- O policial afirmou que não teve tempo suficiente para ligar a câmera corporal antes de disparar contra Steve Pampalian, de 41 anos, que avançou na direção dele com duas facas de cozinha.
- Pampalian foi morto com três tiros na entrada de sua casa, em North Willoughby, Sydney, em 25 de maio de 2023, após apresentar um surto psicótico.
- O primeiro policial informou que as câmeras costumam ser ligadas durante a atuação policial ou coleta de evidências, mas não ficou claro quando a dele foi ligada; a câmera estava desligada no momento do disparo.
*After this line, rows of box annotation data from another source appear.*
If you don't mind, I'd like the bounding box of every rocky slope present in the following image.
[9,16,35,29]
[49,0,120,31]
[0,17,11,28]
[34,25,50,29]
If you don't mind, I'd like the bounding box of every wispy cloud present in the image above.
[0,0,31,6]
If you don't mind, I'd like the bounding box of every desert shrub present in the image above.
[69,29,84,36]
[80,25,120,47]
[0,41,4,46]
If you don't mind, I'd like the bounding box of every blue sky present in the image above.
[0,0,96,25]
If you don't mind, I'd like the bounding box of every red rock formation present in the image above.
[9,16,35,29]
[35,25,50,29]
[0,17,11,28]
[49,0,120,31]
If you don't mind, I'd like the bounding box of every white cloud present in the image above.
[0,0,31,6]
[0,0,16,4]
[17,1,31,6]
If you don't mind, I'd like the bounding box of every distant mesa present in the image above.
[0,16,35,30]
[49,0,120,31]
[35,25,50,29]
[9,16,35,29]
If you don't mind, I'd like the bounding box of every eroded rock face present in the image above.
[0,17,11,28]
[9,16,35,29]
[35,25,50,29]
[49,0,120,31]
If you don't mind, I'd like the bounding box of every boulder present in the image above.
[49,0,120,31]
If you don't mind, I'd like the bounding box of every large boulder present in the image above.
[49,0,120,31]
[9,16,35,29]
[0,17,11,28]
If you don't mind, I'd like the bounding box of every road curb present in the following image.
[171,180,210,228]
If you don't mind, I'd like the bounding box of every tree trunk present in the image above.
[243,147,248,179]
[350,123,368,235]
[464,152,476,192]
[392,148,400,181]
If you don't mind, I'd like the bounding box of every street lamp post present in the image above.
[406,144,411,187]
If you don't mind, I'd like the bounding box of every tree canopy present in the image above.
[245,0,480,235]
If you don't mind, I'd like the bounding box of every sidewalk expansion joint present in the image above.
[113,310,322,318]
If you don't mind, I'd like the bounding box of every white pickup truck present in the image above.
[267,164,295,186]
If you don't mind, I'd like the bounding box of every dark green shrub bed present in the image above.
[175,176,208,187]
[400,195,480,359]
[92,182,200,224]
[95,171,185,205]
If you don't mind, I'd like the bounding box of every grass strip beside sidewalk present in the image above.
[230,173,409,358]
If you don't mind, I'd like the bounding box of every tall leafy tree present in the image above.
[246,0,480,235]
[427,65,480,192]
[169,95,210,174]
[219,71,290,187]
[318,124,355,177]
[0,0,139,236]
- A segunda policial não usava câmera e afirmou que entre 25% e 50% das câmeras da delegacia de Chatswood estavam “não funcionando” na ocasião, sem disponibilidade de uma unidade para aquele dia.
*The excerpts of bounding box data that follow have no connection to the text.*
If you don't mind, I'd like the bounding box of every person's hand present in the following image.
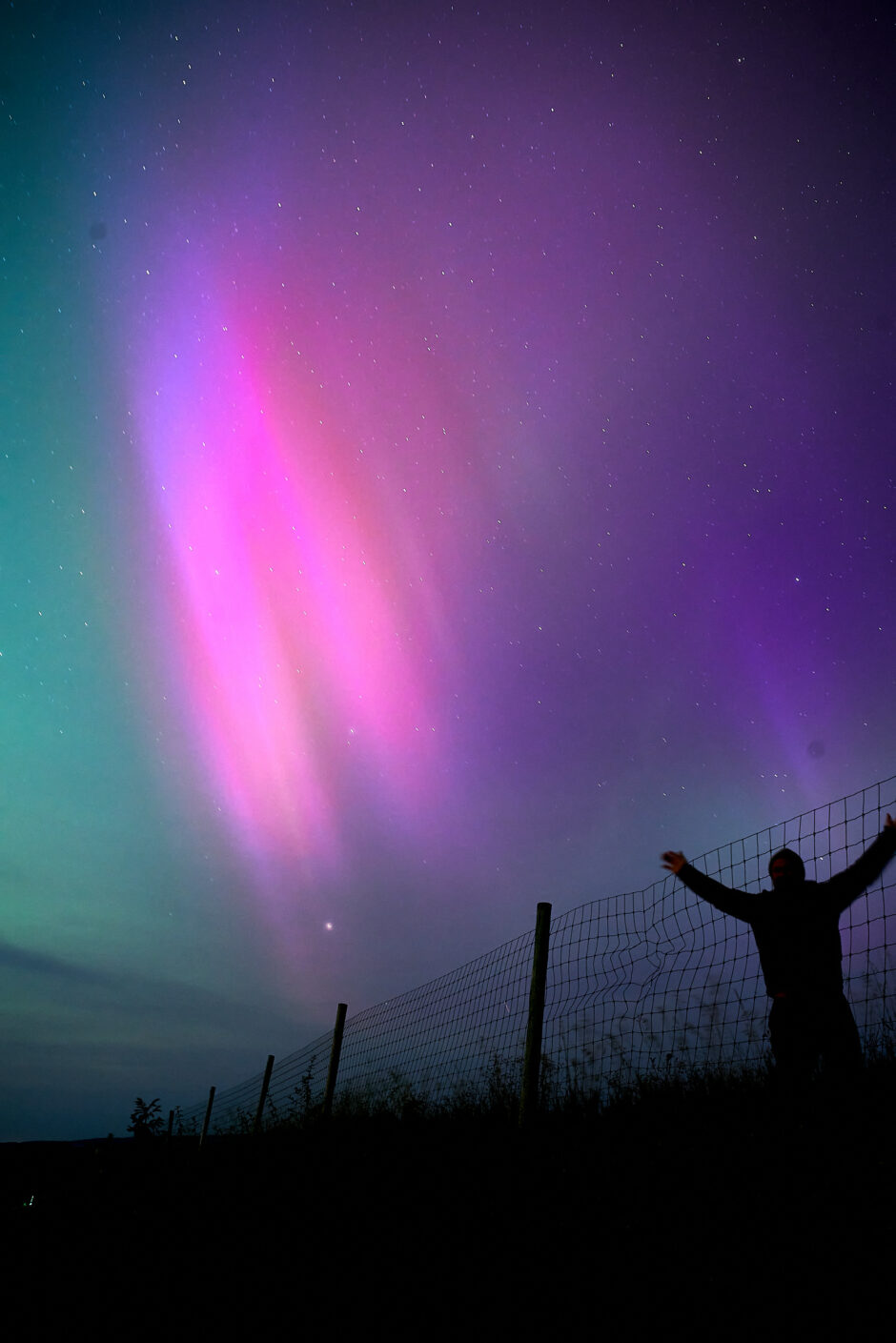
[662,854,693,877]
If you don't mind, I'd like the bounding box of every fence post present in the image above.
[519,901,551,1129]
[253,1054,274,1137]
[324,1004,348,1119]
[199,1087,214,1147]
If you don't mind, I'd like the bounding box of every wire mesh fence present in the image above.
[178,776,896,1132]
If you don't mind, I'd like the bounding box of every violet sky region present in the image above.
[0,0,896,1139]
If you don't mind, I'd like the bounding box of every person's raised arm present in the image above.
[662,848,749,920]
[826,812,896,912]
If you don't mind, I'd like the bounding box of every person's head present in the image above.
[768,848,806,890]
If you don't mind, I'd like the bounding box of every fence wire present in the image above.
[177,776,896,1132]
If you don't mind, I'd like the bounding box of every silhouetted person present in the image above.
[662,815,896,1083]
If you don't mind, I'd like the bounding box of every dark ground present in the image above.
[0,1074,896,1339]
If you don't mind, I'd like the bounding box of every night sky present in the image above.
[0,0,896,1139]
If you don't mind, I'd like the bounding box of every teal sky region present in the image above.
[0,0,896,1140]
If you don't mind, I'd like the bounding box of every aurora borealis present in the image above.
[0,0,896,1139]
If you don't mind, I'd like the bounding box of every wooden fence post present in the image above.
[199,1087,214,1147]
[519,901,551,1129]
[253,1054,274,1137]
[324,1004,348,1119]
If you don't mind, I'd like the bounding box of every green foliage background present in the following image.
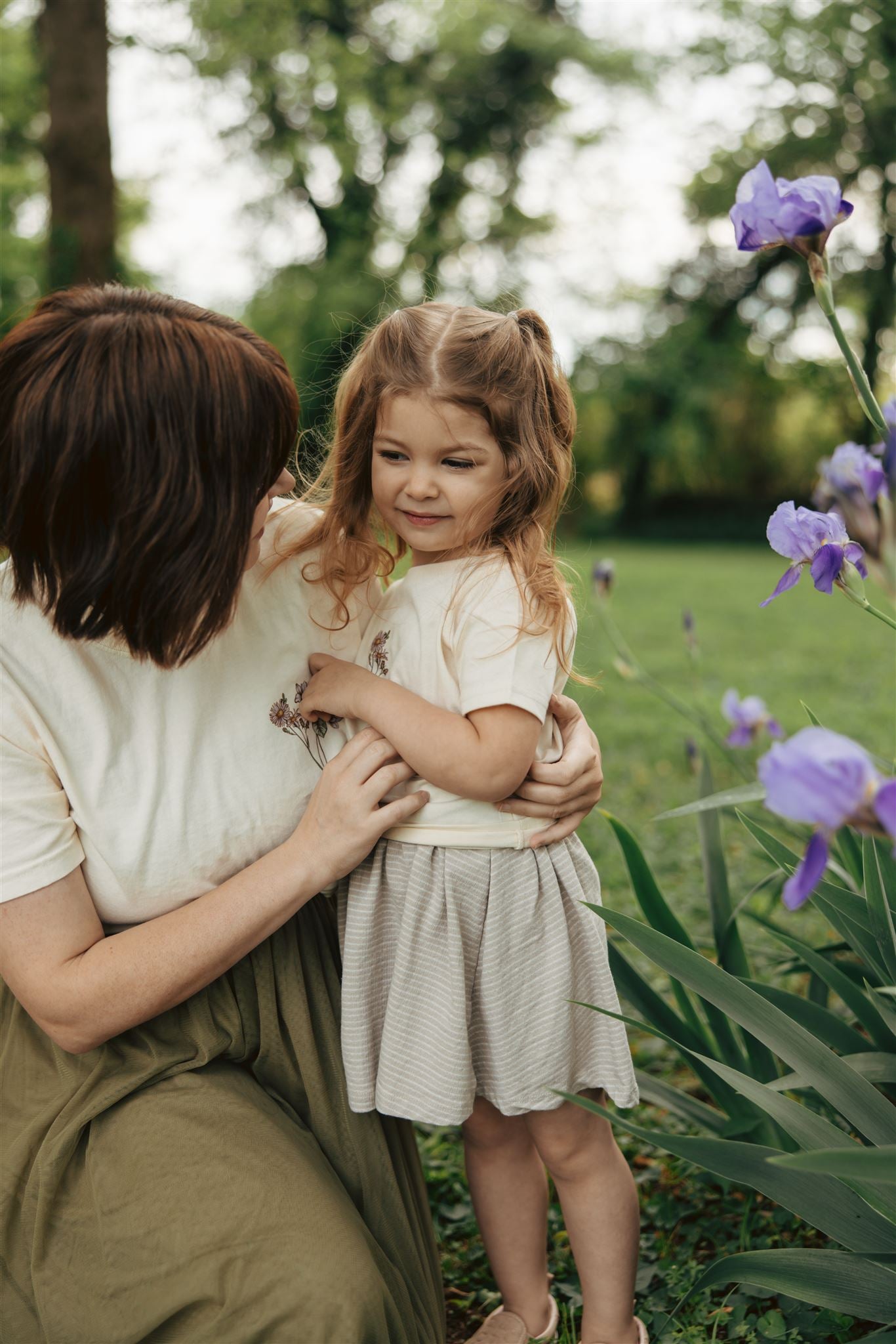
[0,0,896,529]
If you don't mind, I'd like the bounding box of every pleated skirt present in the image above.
[0,896,445,1344]
[336,836,638,1125]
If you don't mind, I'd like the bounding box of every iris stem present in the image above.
[865,602,896,631]
[596,598,752,780]
[809,270,888,438]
- O inquérito também destacou relatos de vizinhos sobre o estado mental de Pampalian no dia do ocorrido, bem como informações sobre seu histórico médico e buscas na internet; o caso segue em apuração.
Steve Pampalian, de 41 anos, foi alvejado por três tiros na entrada da residência, em North Willoughby, Sydney, em 25 de maio de 2023, durante uma crise psicótica. A polícia informou que o episódio envolveu carregava facas de cozinha e ocorreu após ele avançar em direção aos oficiais. O processo ocorre em um inquérito coronial para apurar as circunstâncias da morte.
O primeiro policial a chegar, o Constable Jason Bryan, afirmou ao inquérito que os agentes costumam acionar as câmeras corporais ao usar poderes policiais ou coletar evidências, embora não haja obrigação legal. Não ficou claro se a câmera foi acionada antes do disparo. Bryan disse ter acionado a câmera somente quando já era tarde.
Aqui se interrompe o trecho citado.